The other day Son wasn’t listening when we asked him to clean up his Lincoln Logs, so Husband told him that if he didn’t clean them up he was going to take them away.

I stood there and shook my head, knowing that this would be no incentive at all. Because Son doesn’t get attached to his toys.

He enjoys them. He plays with them. He particularly loves his trains and cars, but more as a class than individually. There will be periods of attachment when a particular toy goes everywhere with him. But these periods are always short-lived, and no deep attachment forms to a specific toy.

This made no sense to me. I’d always seen evidence that kids form strong attachments to their toys. Many of the parents I know clean out playrooms and toy boxes only when their kids aren’t home in an attempt to avoid the histrionics that would be inevitable if the children knew their toys were moving out.

Not so here. I found this out the first time I tried taking away a toy as a consequence for not cleaning up after himself. He could have cared less, but I don’t know how. Over time I tried different ways, but whether I took away one car or one hundred, for one day or five it just didn’t matter. At all.

Huh. He’s not attached to stuff. Who’s not attached to stuff?

Guess who helps me choose toys to give away? Guess who has talked him into keeping toys?

Now, as we’re getting ready to put the house on the market I find myself asking him if we should keep this serving dish, or that tablecloth, or the other dustcatcher.

He’s all about relationships, not things. It’s not important what he plays with, it’s just important that he plays.

I’m forty-three. He’s four. And he learned the lesson first. And had to teach it to me.

Really. It’s humbling.

Now if I could just get him past his urinal obsession


3 Responses to “Attachment”

  1. Jen Says:

    My four year old son is like that too, I am sure it will, but I hope that feeling never goes away. We never really buy him much because if I say we are going to go to Target to get him a toy, he’s like, okay, whatever…he’s happyish but doesn’t care too much. He can play with a broken yo-yo or an old ball and be fine. When I was a kid I would have done anything for a toy.
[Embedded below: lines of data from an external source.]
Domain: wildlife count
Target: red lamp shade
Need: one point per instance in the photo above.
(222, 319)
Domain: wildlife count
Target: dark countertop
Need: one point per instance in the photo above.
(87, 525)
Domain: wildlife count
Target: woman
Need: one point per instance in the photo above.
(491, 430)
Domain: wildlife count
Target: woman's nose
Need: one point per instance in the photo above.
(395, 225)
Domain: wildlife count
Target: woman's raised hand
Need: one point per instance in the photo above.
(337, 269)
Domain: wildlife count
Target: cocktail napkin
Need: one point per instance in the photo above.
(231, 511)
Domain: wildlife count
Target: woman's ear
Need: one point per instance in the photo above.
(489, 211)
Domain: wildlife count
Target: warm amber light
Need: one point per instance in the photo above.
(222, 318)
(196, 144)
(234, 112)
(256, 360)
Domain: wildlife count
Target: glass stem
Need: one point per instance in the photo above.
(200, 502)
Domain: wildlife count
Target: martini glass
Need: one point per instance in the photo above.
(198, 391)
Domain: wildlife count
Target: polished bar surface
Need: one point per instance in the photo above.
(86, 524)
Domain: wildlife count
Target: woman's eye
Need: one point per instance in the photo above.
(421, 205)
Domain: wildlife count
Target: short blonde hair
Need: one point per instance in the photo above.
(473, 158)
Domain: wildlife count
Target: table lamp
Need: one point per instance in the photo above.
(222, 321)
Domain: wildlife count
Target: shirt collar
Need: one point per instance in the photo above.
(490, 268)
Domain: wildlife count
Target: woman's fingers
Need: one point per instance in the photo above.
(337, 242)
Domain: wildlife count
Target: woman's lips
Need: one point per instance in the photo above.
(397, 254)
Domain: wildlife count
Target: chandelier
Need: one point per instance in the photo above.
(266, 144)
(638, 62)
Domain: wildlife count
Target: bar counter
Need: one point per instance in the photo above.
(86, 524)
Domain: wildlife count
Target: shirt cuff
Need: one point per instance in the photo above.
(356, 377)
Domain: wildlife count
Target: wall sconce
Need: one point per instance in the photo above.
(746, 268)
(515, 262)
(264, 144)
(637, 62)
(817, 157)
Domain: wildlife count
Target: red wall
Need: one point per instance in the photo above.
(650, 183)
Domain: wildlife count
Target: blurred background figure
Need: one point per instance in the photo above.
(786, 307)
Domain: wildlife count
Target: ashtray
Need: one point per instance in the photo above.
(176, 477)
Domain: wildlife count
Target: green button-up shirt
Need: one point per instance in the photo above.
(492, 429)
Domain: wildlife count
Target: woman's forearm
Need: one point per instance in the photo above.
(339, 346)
  2. Sara - pension comparison Says:

    Kids these days are surrounded by toys and games to keep their young minds active, primarily because they are cheaper to produce and much more affordable than when we were children!
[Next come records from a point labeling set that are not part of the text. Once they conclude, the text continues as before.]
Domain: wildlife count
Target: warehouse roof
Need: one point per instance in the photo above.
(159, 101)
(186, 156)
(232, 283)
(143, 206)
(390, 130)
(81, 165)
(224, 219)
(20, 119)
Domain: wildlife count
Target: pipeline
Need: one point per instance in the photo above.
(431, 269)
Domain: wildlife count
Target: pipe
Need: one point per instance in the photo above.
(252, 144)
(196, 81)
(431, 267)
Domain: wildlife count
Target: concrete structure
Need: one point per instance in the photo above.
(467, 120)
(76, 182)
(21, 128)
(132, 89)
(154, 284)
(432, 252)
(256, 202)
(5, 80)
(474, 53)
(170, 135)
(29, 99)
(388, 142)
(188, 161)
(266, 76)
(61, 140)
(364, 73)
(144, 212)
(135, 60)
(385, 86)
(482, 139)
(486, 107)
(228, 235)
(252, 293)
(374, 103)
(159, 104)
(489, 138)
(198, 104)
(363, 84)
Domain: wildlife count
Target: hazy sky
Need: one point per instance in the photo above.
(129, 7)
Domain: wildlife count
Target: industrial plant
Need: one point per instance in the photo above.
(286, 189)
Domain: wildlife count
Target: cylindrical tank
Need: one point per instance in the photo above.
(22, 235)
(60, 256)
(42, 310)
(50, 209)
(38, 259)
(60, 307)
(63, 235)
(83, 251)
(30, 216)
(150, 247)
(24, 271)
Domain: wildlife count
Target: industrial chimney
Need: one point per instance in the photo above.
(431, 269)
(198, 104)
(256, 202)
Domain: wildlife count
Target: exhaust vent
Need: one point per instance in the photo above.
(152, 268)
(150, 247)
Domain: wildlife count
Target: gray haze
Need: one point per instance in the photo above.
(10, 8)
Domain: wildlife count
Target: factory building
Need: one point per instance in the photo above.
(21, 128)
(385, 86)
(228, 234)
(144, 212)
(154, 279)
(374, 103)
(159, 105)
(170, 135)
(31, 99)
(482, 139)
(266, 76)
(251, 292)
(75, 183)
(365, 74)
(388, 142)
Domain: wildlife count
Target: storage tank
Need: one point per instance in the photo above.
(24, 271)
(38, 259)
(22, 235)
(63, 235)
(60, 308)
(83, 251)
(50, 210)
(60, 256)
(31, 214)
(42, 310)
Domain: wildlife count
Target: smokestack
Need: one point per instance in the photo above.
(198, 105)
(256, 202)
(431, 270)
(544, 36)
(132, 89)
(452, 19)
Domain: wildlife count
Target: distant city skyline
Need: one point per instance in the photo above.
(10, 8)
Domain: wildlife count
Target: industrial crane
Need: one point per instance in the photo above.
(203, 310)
  3. funnyaboutmoney1 Says:

    That’s very interesting. I wonder if it’s a function of age, or of boyness?

    My son had very few toys that he seemed to be attached to. But I have to say: he had way TOO MANY toys! Maybe he couldn’t get focused on any of them.

    LOL! When I was a little kid — don’t remember how old, but it couldn’t have been more than 6 or 7 at most — I developed a passionate attachment to a cut-out picture of a zebra (came from a coloring book) that I’d glued to piece of cardboard. For some reason I just LOVED this stupid DIY zebra paper doll. When we came home to the States on one of my father’s long leaves, I carried it onto the plane with me for the 24-hour ride across Europe to New York via Shannon and the Azores. Somehow, heaven help my sainted mother, I lost the dratted thing. I was just devastated!

    Oh dear. What must it have been like to be the mother of a Weird Little Kid?